Bir dilin zenginliği, onun eskiliği, sürekliliği, edebiyat ve bilim dili oluşuyla söz konusu edilebilir. Doğal bir gelişme sürecinden geçmiş ve anormal sayılabilecek herhangi bir durum yaşanmamışsa, eski ve sürekli yazılı metinlere sahip olan dillerin, gelişmiş, oturmuş, zengin diller olması gerekir. Türk yazı dilinin ilk metinleri olarak bilinen Göktürk Yazıtları'nda belirlenen “kavram alanı – sözcük ailesi ilişkileri“, soyut kavramların kullanılışı, oturmuş, düzenli bir işleyişin varlığı, bu dilin uzun bir süre işlenmiş olduğunu göstermektedir. Dolayısıyla Reşit Rahmeti Arat, Türk Dili'nin yaşı için “en azından bugüne dek geçen zaman kadar geriye” götürmek gerektiğini söylemiştir.

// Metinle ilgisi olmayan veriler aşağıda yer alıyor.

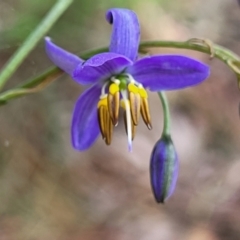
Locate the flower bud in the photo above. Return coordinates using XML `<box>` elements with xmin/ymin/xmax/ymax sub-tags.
<box><xmin>150</xmin><ymin>135</ymin><xmax>179</xmax><ymax>203</ymax></box>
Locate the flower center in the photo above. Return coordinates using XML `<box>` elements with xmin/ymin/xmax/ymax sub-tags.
<box><xmin>97</xmin><ymin>75</ymin><xmax>152</xmax><ymax>151</ymax></box>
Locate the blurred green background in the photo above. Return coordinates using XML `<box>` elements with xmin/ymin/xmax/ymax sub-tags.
<box><xmin>1</xmin><ymin>0</ymin><xmax>240</xmax><ymax>239</ymax></box>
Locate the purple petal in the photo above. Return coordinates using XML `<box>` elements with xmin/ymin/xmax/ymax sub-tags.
<box><xmin>150</xmin><ymin>135</ymin><xmax>179</xmax><ymax>203</ymax></box>
<box><xmin>71</xmin><ymin>84</ymin><xmax>101</xmax><ymax>151</ymax></box>
<box><xmin>73</xmin><ymin>52</ymin><xmax>132</xmax><ymax>84</ymax></box>
<box><xmin>127</xmin><ymin>55</ymin><xmax>210</xmax><ymax>91</ymax></box>
<box><xmin>45</xmin><ymin>37</ymin><xmax>83</xmax><ymax>75</ymax></box>
<box><xmin>106</xmin><ymin>8</ymin><xmax>140</xmax><ymax>61</ymax></box>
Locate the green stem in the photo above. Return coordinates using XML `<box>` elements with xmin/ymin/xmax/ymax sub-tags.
<box><xmin>0</xmin><ymin>0</ymin><xmax>73</xmax><ymax>90</ymax></box>
<box><xmin>140</xmin><ymin>40</ymin><xmax>240</xmax><ymax>63</ymax></box>
<box><xmin>19</xmin><ymin>46</ymin><xmax>108</xmax><ymax>88</ymax></box>
<box><xmin>1</xmin><ymin>39</ymin><xmax>240</xmax><ymax>104</ymax></box>
<box><xmin>19</xmin><ymin>39</ymin><xmax>240</xmax><ymax>90</ymax></box>
<box><xmin>158</xmin><ymin>92</ymin><xmax>171</xmax><ymax>136</ymax></box>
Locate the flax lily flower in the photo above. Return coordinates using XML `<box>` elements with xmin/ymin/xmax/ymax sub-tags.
<box><xmin>45</xmin><ymin>8</ymin><xmax>210</xmax><ymax>151</ymax></box>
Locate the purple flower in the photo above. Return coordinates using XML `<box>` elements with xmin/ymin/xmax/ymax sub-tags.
<box><xmin>45</xmin><ymin>8</ymin><xmax>210</xmax><ymax>151</ymax></box>
<box><xmin>150</xmin><ymin>135</ymin><xmax>178</xmax><ymax>203</ymax></box>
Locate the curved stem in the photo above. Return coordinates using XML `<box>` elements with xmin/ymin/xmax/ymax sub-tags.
<box><xmin>1</xmin><ymin>39</ymin><xmax>240</xmax><ymax>104</ymax></box>
<box><xmin>158</xmin><ymin>92</ymin><xmax>171</xmax><ymax>136</ymax></box>
<box><xmin>140</xmin><ymin>40</ymin><xmax>240</xmax><ymax>62</ymax></box>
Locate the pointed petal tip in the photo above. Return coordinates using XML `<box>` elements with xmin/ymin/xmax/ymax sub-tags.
<box><xmin>128</xmin><ymin>55</ymin><xmax>210</xmax><ymax>91</ymax></box>
<box><xmin>106</xmin><ymin>8</ymin><xmax>140</xmax><ymax>61</ymax></box>
<box><xmin>71</xmin><ymin>140</ymin><xmax>87</xmax><ymax>151</ymax></box>
<box><xmin>45</xmin><ymin>36</ymin><xmax>51</xmax><ymax>42</ymax></box>
<box><xmin>45</xmin><ymin>36</ymin><xmax>83</xmax><ymax>76</ymax></box>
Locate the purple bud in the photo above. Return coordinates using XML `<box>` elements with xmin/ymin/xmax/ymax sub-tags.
<box><xmin>150</xmin><ymin>135</ymin><xmax>179</xmax><ymax>203</ymax></box>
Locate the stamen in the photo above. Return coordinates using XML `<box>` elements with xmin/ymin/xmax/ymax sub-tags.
<box><xmin>108</xmin><ymin>81</ymin><xmax>120</xmax><ymax>126</ymax></box>
<box><xmin>128</xmin><ymin>83</ymin><xmax>141</xmax><ymax>125</ymax></box>
<box><xmin>97</xmin><ymin>97</ymin><xmax>113</xmax><ymax>145</ymax></box>
<box><xmin>98</xmin><ymin>106</ymin><xmax>106</xmax><ymax>139</ymax></box>
<box><xmin>123</xmin><ymin>111</ymin><xmax>136</xmax><ymax>141</ymax></box>
<box><xmin>121</xmin><ymin>90</ymin><xmax>132</xmax><ymax>152</ymax></box>
<box><xmin>97</xmin><ymin>97</ymin><xmax>108</xmax><ymax>139</ymax></box>
<box><xmin>132</xmin><ymin>121</ymin><xmax>136</xmax><ymax>140</ymax></box>
<box><xmin>139</xmin><ymin>87</ymin><xmax>152</xmax><ymax>130</ymax></box>
<box><xmin>105</xmin><ymin>110</ymin><xmax>113</xmax><ymax>145</ymax></box>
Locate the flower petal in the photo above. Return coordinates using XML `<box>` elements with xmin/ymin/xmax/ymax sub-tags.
<box><xmin>71</xmin><ymin>84</ymin><xmax>101</xmax><ymax>151</ymax></box>
<box><xmin>106</xmin><ymin>8</ymin><xmax>140</xmax><ymax>61</ymax></box>
<box><xmin>73</xmin><ymin>52</ymin><xmax>132</xmax><ymax>84</ymax></box>
<box><xmin>127</xmin><ymin>55</ymin><xmax>210</xmax><ymax>91</ymax></box>
<box><xmin>45</xmin><ymin>37</ymin><xmax>83</xmax><ymax>75</ymax></box>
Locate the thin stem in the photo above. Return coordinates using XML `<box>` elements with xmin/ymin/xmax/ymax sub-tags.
<box><xmin>140</xmin><ymin>40</ymin><xmax>240</xmax><ymax>63</ymax></box>
<box><xmin>1</xmin><ymin>39</ymin><xmax>240</xmax><ymax>104</ymax></box>
<box><xmin>158</xmin><ymin>92</ymin><xmax>171</xmax><ymax>136</ymax></box>
<box><xmin>0</xmin><ymin>0</ymin><xmax>73</xmax><ymax>90</ymax></box>
<box><xmin>19</xmin><ymin>46</ymin><xmax>108</xmax><ymax>89</ymax></box>
<box><xmin>18</xmin><ymin>39</ymin><xmax>240</xmax><ymax>91</ymax></box>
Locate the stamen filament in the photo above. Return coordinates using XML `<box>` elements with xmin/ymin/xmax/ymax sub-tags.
<box><xmin>139</xmin><ymin>86</ymin><xmax>152</xmax><ymax>129</ymax></box>
<box><xmin>101</xmin><ymin>81</ymin><xmax>109</xmax><ymax>96</ymax></box>
<box><xmin>128</xmin><ymin>83</ymin><xmax>141</xmax><ymax>125</ymax></box>
<box><xmin>97</xmin><ymin>96</ymin><xmax>113</xmax><ymax>145</ymax></box>
<box><xmin>125</xmin><ymin>74</ymin><xmax>136</xmax><ymax>84</ymax></box>
<box><xmin>97</xmin><ymin>74</ymin><xmax>152</xmax><ymax>150</ymax></box>
<box><xmin>108</xmin><ymin>81</ymin><xmax>120</xmax><ymax>126</ymax></box>
<box><xmin>121</xmin><ymin>90</ymin><xmax>132</xmax><ymax>152</ymax></box>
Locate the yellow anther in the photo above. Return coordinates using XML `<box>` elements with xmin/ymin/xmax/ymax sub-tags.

Doğan Aksan, “Türkiye Türkçesinin Dünü, Bugünü, Yarını” adlı eserinde, Orhun Yazıtları'nda görülen soyut kavramlardaki zenginliği, eşanlamlı öğelerin kullanılışını, çokanlamlılığa sahip oluşu, ileri öğelerin kullanılışını, anlam olaylarının görülmesini, söz sanatlarına yer verilmesini ve genel anlatım özelliklerini dikkate alarak bir değerlendirme yapmış ve söz konusu metinlerin dilinin çok işlenmiş, eski bir yazı dili olması gerektiği sonucuna varmıştır. Böylece Doğan Aksan, Türkçenin Orhun Yazıtları‘ndan çok daha önce var olan; fakat yazılı belgelerle takip edilemediği için “karanlık dönem” olarak adlandırılan döneminin, birkaç yüzyıldan çok daha önceye götürülebileceği sonucuna varmıştır. Aksan, vardığı sonuçları şöyle ifade etmektedir:
“Türklerde o dönemde yerleşik bir yazı sistemi ve bu sistemi kullanan, hitabet kurallarını bilen, hatta sanatlı anlatıma yönelen, eğitimli bir zümrenin bulunduğu anlaşılmaktadır.
Yenisey Yazıtları'nda görülen sözcükler Orhun Yazıtları'ndaki sözvarlığı, Türkçenin hemen o dönemde oluşmuş bir dil olmadığını, çeşitli gelişmeler ve anlam olaylarıyla çok daha eskiye, birkaç bin yıl öncesine uzanan gelişmiş bir dil niteliği taşıdığını göstermektedir. Kısıtlı metinler olmalarına karşın yazıtlar, Türkçenin soyutlama gücünü ortaya koymakta, kimi Avrupalı bilginlerin görüşlerinin tersine, çok eski ve gelişmiş bir dilin ürünlerini sergilemektedir.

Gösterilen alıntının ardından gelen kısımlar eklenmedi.